Experiments With Machine Translation: The Perils Of Fluency

One of the most striking aspects of modern Neural Machine Translation (NMT) is the way in which even a small toy model, trained on just a small corpus, can yield human-like fluency in its production of target language prose. Even the smallest of models translating into a high-resource language like English can yield content that appears almost flawless at first glance. A closer inspection, however, reminds us that especially when translating from a low resource into a high resource language, the fluency is a result of the high resource target language, while the lack of training data in the source language can yield translations that are wildly inaccurate.

While BLEU and other scoring mechanisms are in theory designed to catch such imbalances and inaccuracies, the growing public exposure to machine translation and the greater visibility of fluency errors over translation errors means there has been an outsized emphasis on target language fluency prioritized over source language fidelity.

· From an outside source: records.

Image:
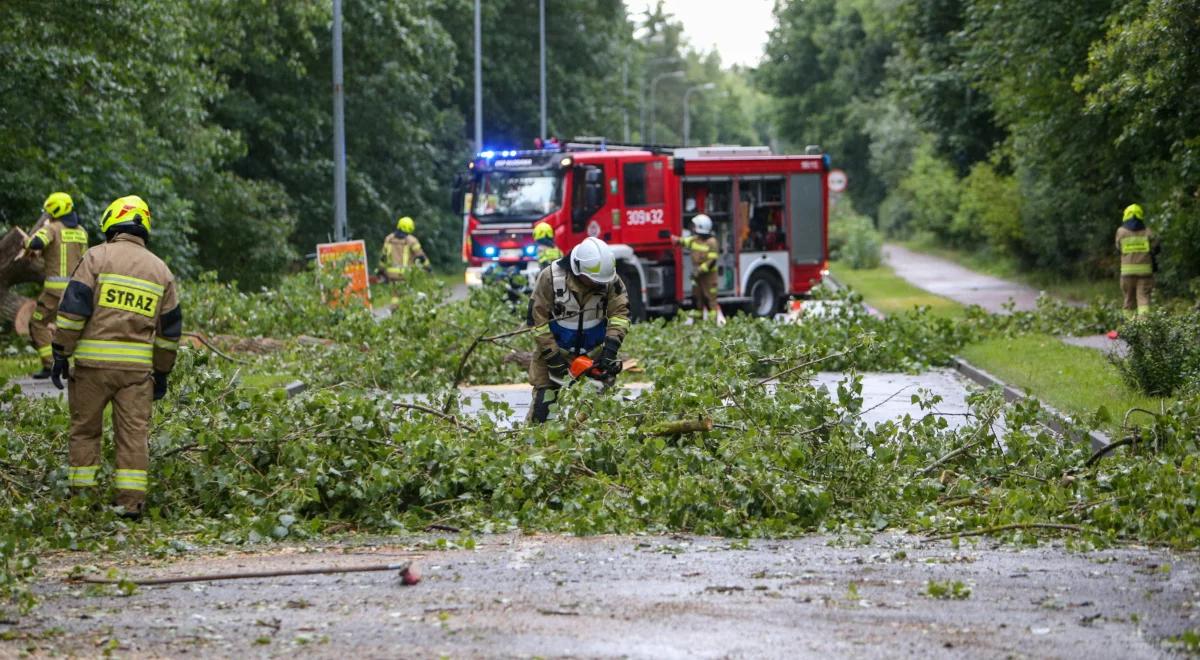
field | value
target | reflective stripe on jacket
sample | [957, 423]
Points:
[120, 310]
[1137, 246]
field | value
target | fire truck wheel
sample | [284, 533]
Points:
[634, 286]
[766, 293]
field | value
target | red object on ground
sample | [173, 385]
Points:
[411, 575]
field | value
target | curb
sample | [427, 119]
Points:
[1059, 421]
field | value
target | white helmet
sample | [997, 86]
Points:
[594, 261]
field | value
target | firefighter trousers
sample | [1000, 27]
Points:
[703, 291]
[40, 325]
[131, 393]
[1137, 289]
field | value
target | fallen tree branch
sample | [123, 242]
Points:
[210, 577]
[208, 345]
[810, 363]
[435, 412]
[1104, 450]
[987, 531]
[679, 427]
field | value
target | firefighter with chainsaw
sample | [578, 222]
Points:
[705, 251]
[401, 251]
[580, 313]
[1138, 247]
[61, 243]
[120, 322]
[547, 250]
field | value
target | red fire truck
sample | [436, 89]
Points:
[769, 215]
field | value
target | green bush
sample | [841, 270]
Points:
[853, 239]
[1164, 353]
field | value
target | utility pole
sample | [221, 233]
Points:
[687, 113]
[541, 36]
[479, 83]
[340, 232]
[653, 85]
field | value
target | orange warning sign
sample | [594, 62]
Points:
[351, 259]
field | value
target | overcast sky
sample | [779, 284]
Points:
[736, 28]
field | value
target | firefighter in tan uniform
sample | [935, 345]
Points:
[61, 243]
[705, 251]
[1138, 246]
[120, 321]
[579, 307]
[401, 251]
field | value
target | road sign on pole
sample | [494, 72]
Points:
[838, 180]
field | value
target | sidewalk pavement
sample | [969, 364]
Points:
[949, 280]
[961, 285]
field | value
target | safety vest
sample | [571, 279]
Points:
[577, 329]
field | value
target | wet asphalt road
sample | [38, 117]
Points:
[634, 597]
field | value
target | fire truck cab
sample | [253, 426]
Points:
[769, 216]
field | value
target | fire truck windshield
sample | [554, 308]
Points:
[505, 196]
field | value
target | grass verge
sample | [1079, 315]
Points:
[1074, 379]
[888, 293]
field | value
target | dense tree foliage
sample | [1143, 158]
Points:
[1024, 127]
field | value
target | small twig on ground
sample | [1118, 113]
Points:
[435, 412]
[1104, 450]
[808, 364]
[987, 531]
[208, 345]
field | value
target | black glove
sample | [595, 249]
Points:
[160, 384]
[609, 364]
[61, 369]
[556, 364]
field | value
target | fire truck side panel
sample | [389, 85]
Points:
[808, 229]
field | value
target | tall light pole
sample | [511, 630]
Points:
[687, 114]
[541, 33]
[653, 85]
[340, 233]
[479, 83]
[641, 101]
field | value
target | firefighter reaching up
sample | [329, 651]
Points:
[580, 315]
[547, 250]
[61, 243]
[705, 251]
[120, 321]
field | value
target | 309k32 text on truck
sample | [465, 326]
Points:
[769, 216]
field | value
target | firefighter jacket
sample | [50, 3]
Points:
[400, 251]
[120, 310]
[547, 252]
[567, 313]
[63, 244]
[1137, 245]
[703, 253]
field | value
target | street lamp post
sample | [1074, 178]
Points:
[641, 101]
[687, 114]
[653, 89]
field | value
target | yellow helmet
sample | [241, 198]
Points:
[130, 209]
[58, 204]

In commercial systems in particular, target language fluency has become the highest priority, with modern SOTA systems restructuring the argument structure of the source text in its entirety, going far beyond grammatical and narrative normalization towards wholesale crafting of new prose out of whole cloth.

Such rewriting can be especially problematic when looking for specific phrasings or attempting to analyze contextual media framings, as a "radicalized terrorist on the national terrorism watchlist" becomes simply "a suspect" and a "mass casualty knife attack overwhelmed the ER, spilling into all available hallways, with many victims arriving deceased" becomes only "a few victims were treated for minor wounds," in which the translation entirely changes the meaning of the source text to the point that it no longer faithfully represents the meaning of the original material, despite having high English fluency.

As NMT systems place an ever-growing emphasis on fluency, it is critical that evaluations of such systems focus on scores that test their source material fidelity, rather than their target language fluency.